YEAR--INFLATION--BOND INDEX--S&P 500
1976-------4.9%--------15.6%--------23.8%
1977-------6.7-----------3.0---------(-7.0)
1978-------9.0-----------1.4-----------6.5
1979------13.3-----------1.9---------18.5
1980------12.5-----------2.7---------31.7
1981-------8.9-----------6.3---------(-4.7)
1982-------3.8----------32.6---------20.4
1983-------3.8-----------8.4---------22.3
1984-------3.9----------15.2----------6.1
1985-------3.8----------22.1---------31.2
1986-------1.1----------15.2---------18.5
1987-------4.4-----------2.8-----------5.8
1988-------4.4-----------7.9----------16.5
1989-------4.6----------14.5----------31.5
1990-------6.1-----------8.9----------(-3.1)
1991-------3.1----------16.0----------30.2
1992-------2.9-----------7.4------------7.5
1993-------2.7-----------9.7-----------10.0
1994-------2.7---------(-2.9)-----------1.3
1995-------2.5----------18.5----------37.2
1996-------3.3-----------3.6----------22.7
1997-------1.7-----------9.7----------33.1
1998-------1.6-----------8.7----------28.3
1999-------2.7---------(-0.8)---------20.9
2000-------3.4----------11.6---------(-9.0)
2001-------1.6-----------8.4--------(-11.5)
2002-------2.4----------10.3--------(-22.0)
2003-------1.9-----------4.1----------28.4
2004-------3.3-----------4.3----------10.7
2005-------3.4-----------2.4-----------4.8
2006-------2.5-----------4.3----------15.6
2007-------4.1-----------7.0-----------5.5
2008-------0.1-----------5.2--------(-36.6)
2009-------2.7-----------5.9----------25.9
2010-------1.5-----------6.5----------14.8
2011-------3.0-----------7.7-----------2.1
2012-------1.7-----------4.3----------16.0
2013-------1.5---------(-2.0)---------32.2
2014-------1.6-----------6.0----------13.5
2015-------0.7-----------0.5-----------1.4
2016-------2.1-----------2.6----------12.3
2017-------2.1-----------3.5----------21.8

Source: U.S. Department of Labor, Barclays, Dow Jones Indices and Seeking Alpha

Observations:

* Inflation increased from 4.9% in 1976 to 13.3% in 1979; nevertheless Total Bond Market Index Fund had positive returns during that entire period of high inflation.

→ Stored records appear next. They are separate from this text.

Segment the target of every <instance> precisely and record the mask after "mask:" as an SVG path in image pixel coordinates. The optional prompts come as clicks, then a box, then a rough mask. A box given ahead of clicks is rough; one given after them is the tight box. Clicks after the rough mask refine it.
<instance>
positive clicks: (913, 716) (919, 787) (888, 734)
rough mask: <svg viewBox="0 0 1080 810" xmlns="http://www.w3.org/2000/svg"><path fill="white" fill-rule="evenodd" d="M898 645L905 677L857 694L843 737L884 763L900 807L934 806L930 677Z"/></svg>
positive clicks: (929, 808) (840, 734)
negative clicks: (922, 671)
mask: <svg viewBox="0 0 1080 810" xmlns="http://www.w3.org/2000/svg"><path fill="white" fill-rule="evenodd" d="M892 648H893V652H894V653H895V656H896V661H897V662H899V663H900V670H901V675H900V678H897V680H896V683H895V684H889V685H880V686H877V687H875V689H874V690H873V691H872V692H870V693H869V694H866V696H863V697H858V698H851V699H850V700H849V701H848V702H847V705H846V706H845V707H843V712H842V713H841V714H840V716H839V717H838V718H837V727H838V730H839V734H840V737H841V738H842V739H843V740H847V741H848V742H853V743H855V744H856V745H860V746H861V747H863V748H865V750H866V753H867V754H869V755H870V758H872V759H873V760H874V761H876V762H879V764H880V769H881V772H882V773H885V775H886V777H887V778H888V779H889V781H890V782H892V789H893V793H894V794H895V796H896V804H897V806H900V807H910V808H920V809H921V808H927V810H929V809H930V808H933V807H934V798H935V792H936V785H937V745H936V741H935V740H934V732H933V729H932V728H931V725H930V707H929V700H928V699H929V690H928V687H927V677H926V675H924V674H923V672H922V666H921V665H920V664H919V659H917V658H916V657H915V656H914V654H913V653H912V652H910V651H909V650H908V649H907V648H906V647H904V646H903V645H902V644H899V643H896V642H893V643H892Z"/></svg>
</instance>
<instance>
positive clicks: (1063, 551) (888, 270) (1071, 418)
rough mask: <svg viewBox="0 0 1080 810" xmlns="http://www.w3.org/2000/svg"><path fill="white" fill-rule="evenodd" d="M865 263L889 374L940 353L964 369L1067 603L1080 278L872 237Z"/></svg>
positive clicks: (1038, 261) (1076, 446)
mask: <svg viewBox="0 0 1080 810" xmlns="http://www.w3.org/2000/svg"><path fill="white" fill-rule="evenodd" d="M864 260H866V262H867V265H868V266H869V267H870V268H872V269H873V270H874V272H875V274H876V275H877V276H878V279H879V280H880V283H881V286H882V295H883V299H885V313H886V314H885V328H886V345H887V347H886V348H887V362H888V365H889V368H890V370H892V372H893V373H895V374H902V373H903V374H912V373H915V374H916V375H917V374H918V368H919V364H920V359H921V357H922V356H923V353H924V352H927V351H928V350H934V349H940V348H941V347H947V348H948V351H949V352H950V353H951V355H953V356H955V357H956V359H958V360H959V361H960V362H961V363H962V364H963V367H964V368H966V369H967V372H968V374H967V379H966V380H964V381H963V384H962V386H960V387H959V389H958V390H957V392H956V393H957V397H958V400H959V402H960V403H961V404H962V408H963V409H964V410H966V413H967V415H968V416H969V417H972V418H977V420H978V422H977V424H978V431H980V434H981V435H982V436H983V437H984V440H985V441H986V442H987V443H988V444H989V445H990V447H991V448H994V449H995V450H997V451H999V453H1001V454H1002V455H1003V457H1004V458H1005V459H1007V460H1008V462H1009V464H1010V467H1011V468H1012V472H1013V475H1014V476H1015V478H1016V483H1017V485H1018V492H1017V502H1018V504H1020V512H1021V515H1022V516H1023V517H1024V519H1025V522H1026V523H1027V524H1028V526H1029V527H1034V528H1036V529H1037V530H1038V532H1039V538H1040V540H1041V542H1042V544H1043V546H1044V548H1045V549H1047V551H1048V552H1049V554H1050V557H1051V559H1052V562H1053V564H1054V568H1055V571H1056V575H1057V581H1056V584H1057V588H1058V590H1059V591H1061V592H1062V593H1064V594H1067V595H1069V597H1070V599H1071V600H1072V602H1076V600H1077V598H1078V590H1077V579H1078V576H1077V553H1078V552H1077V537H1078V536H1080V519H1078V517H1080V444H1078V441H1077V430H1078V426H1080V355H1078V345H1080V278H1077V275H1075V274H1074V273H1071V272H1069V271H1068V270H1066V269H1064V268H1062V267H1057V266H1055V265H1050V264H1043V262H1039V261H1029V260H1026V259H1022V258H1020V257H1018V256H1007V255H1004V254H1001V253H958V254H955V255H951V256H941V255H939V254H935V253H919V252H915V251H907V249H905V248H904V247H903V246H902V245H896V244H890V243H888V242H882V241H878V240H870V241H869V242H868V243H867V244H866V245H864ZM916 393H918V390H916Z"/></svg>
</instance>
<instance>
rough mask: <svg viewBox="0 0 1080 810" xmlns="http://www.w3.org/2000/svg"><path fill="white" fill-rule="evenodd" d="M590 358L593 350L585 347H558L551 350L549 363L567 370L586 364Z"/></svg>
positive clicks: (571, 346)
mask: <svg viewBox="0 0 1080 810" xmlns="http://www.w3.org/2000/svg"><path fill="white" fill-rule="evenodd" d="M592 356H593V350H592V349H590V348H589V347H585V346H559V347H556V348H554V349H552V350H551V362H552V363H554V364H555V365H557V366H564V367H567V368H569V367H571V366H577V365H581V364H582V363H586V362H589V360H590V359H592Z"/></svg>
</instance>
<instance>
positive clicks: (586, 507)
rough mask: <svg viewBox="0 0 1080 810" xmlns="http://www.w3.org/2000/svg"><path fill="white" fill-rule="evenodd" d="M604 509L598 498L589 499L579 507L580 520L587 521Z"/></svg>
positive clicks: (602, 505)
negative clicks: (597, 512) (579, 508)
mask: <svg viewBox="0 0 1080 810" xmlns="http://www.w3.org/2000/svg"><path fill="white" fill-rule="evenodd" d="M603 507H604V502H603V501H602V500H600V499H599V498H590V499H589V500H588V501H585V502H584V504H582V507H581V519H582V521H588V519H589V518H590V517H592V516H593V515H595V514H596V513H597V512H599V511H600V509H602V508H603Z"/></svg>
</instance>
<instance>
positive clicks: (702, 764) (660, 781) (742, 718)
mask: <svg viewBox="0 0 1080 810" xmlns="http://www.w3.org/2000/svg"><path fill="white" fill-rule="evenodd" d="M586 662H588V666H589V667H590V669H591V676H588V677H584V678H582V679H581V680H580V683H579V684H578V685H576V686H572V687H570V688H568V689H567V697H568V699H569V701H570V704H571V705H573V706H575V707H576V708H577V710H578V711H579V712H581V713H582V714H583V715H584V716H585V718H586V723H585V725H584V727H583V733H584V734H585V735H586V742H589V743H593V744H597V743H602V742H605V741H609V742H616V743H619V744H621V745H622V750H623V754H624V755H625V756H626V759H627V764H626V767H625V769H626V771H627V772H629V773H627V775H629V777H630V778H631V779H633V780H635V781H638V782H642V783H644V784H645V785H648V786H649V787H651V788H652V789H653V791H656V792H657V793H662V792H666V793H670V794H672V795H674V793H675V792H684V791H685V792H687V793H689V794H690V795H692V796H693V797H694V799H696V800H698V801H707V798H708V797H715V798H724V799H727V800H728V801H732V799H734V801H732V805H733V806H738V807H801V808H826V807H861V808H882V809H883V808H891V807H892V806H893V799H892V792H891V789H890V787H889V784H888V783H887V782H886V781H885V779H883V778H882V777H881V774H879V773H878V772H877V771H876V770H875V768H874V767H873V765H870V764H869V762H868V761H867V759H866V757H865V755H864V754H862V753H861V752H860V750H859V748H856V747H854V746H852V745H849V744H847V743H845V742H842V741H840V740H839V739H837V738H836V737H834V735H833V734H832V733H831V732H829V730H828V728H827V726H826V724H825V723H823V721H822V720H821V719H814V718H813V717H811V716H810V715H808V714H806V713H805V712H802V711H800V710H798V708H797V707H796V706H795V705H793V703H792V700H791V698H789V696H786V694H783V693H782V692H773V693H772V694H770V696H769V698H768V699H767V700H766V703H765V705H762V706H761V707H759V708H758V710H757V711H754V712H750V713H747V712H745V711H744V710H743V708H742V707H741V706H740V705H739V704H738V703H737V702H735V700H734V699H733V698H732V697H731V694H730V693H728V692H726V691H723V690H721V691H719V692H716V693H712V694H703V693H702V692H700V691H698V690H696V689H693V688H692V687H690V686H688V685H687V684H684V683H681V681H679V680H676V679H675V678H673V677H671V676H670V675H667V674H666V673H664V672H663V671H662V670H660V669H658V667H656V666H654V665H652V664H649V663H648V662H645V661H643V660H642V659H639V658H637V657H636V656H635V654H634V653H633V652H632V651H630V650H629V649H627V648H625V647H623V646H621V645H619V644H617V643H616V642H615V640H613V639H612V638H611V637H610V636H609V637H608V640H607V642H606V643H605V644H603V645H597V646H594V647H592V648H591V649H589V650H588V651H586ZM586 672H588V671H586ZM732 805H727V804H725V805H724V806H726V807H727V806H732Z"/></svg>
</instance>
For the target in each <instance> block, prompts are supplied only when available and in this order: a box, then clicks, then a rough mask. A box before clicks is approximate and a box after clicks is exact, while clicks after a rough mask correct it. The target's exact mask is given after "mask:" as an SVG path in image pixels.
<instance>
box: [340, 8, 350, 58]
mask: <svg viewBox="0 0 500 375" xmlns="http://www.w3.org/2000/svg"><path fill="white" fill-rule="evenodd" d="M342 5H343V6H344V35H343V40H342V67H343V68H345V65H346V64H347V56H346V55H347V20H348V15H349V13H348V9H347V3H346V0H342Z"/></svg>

* The Aggregate Bond Index had only three negative years (all small) reflecting very low risk.

* Stocks are much riskier than bonds.

Best wishes
Taylor
While I appreciate seeing the numbers a comment such as
* Inflation increased from 4.9% in 1976 to 13.3% in 1979; nevertheless Total Bond Market Index Fund had positive returns during that entire period of high inflation.

* The Aggregate Bond Index had only three negative years (all small) reflecting very low risk.
seems questionable to me.

Sure it had up years during high inflation but relative to inflation (which is all people should care about) it had some consecutive rough years in real returns.
-7.6%
-11.4%
-9.8%
-3.6%
In consecutive years from 78 through 81. So $10,000 ended up worth $7,119 in real terms. Still a loss of nearly 30%. Fortunately the fund then had some nice returns.